Civil wars and human rights: somebody else’s problem

March 10th, 2006 § 3 comments § permalink

Rumsfeld: the US won’t intervene to stop a civil war in Iraq – they’re going to leave it to the Iraqi government. This means allowing a civil war to happen – if it comes to civil war all the Iraqi military and police forces will be torn apart into the militias that are really running them. The Iraqi military can’t stop a civil war, because it is going to be the battleground.
This isn’t in the official PDF of his testimony [here](http://appropriations.senate.gov/hearmarkups/record.cfm?id=252399), so presumably it was in answer to questions.
What that PDF does include is a particularly blatant statement that Rumsfeld doesn’t want to get human rights or democratisation get in the way of what he sees as the US national interest.

It is also important that we not complicate efforts to build useful relationships with nations that can aid in our defense. In the past, there has been a tendency to cut off military-to-military relationships when a particular government did something we did not approve of. This happened some years ago with respect to our relations with both Indonesia and Pakistan — two of the largest and most important Muslim countries in the world, and today, valuable allies in the War on Terror.

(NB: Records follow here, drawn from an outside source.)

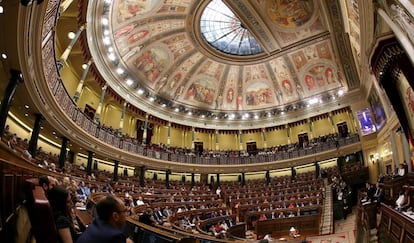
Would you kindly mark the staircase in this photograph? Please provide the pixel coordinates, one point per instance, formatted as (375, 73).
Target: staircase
(327, 223)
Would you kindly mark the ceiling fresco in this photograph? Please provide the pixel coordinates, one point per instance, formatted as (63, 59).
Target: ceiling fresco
(150, 50)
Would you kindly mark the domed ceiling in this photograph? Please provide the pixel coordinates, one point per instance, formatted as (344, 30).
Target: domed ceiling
(206, 62)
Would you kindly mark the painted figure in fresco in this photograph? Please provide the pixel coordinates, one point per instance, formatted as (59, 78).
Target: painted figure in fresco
(410, 99)
(124, 30)
(310, 82)
(179, 92)
(201, 91)
(175, 81)
(329, 76)
(230, 95)
(279, 96)
(150, 64)
(287, 86)
(219, 101)
(239, 102)
(290, 14)
(137, 36)
(161, 83)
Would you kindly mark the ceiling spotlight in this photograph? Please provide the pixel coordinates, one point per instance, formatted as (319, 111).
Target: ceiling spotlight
(106, 41)
(120, 71)
(71, 35)
(111, 57)
(105, 21)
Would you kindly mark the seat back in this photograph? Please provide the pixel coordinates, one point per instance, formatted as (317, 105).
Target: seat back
(40, 213)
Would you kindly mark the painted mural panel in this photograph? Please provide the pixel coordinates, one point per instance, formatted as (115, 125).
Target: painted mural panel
(366, 122)
(130, 8)
(377, 109)
(152, 62)
(201, 90)
(258, 93)
(407, 94)
(289, 14)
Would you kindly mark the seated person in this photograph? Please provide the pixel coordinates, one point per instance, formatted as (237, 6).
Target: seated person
(379, 194)
(294, 233)
(107, 226)
(401, 170)
(401, 201)
(148, 217)
(407, 202)
(61, 203)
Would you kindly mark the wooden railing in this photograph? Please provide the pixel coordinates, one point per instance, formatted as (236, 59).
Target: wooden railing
(396, 226)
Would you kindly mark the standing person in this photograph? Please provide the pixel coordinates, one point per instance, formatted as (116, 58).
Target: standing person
(107, 226)
(61, 203)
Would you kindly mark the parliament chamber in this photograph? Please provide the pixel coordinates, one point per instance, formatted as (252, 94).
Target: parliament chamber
(212, 121)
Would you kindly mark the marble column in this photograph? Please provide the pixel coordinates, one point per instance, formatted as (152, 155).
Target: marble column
(14, 81)
(35, 135)
(62, 156)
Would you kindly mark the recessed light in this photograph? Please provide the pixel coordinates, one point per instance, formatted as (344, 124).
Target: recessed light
(71, 35)
(105, 21)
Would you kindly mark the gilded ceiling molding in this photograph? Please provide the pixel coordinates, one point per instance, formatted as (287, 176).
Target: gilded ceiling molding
(343, 45)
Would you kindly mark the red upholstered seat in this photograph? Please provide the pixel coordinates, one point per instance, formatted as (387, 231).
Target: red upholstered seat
(40, 213)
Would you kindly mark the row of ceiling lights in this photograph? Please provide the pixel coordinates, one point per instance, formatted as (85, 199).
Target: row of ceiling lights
(190, 112)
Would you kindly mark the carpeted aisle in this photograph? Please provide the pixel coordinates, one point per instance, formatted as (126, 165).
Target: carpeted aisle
(345, 232)
(327, 213)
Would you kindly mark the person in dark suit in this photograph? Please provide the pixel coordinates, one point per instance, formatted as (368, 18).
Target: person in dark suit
(107, 226)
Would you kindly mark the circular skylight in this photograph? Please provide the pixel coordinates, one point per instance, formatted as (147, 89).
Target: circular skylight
(224, 31)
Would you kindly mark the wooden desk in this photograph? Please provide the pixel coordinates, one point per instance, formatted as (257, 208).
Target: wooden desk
(397, 226)
(307, 225)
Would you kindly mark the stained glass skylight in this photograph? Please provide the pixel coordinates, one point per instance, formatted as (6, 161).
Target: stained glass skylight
(223, 30)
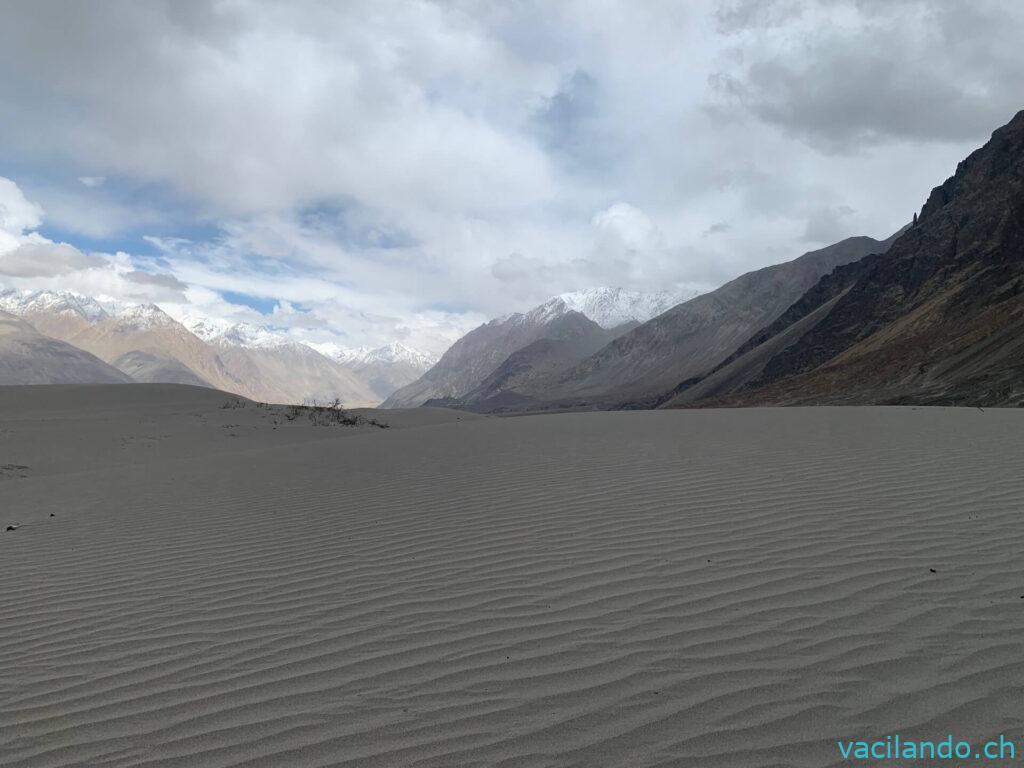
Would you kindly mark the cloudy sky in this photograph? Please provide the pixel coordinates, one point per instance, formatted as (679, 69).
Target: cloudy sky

Why did they cut off those relationships? In Pakistan, it was because they were developing nuclear weapons technology – technology which was then transferred to Iran and North Korea. In Indonesia, it was because the government was in the process of killing more than 100,000 people in East Timor.
So Rumsfeld’s message is: feel free to build nukes or murder your citizens – the US won’t let it stand in the way of military cooperation.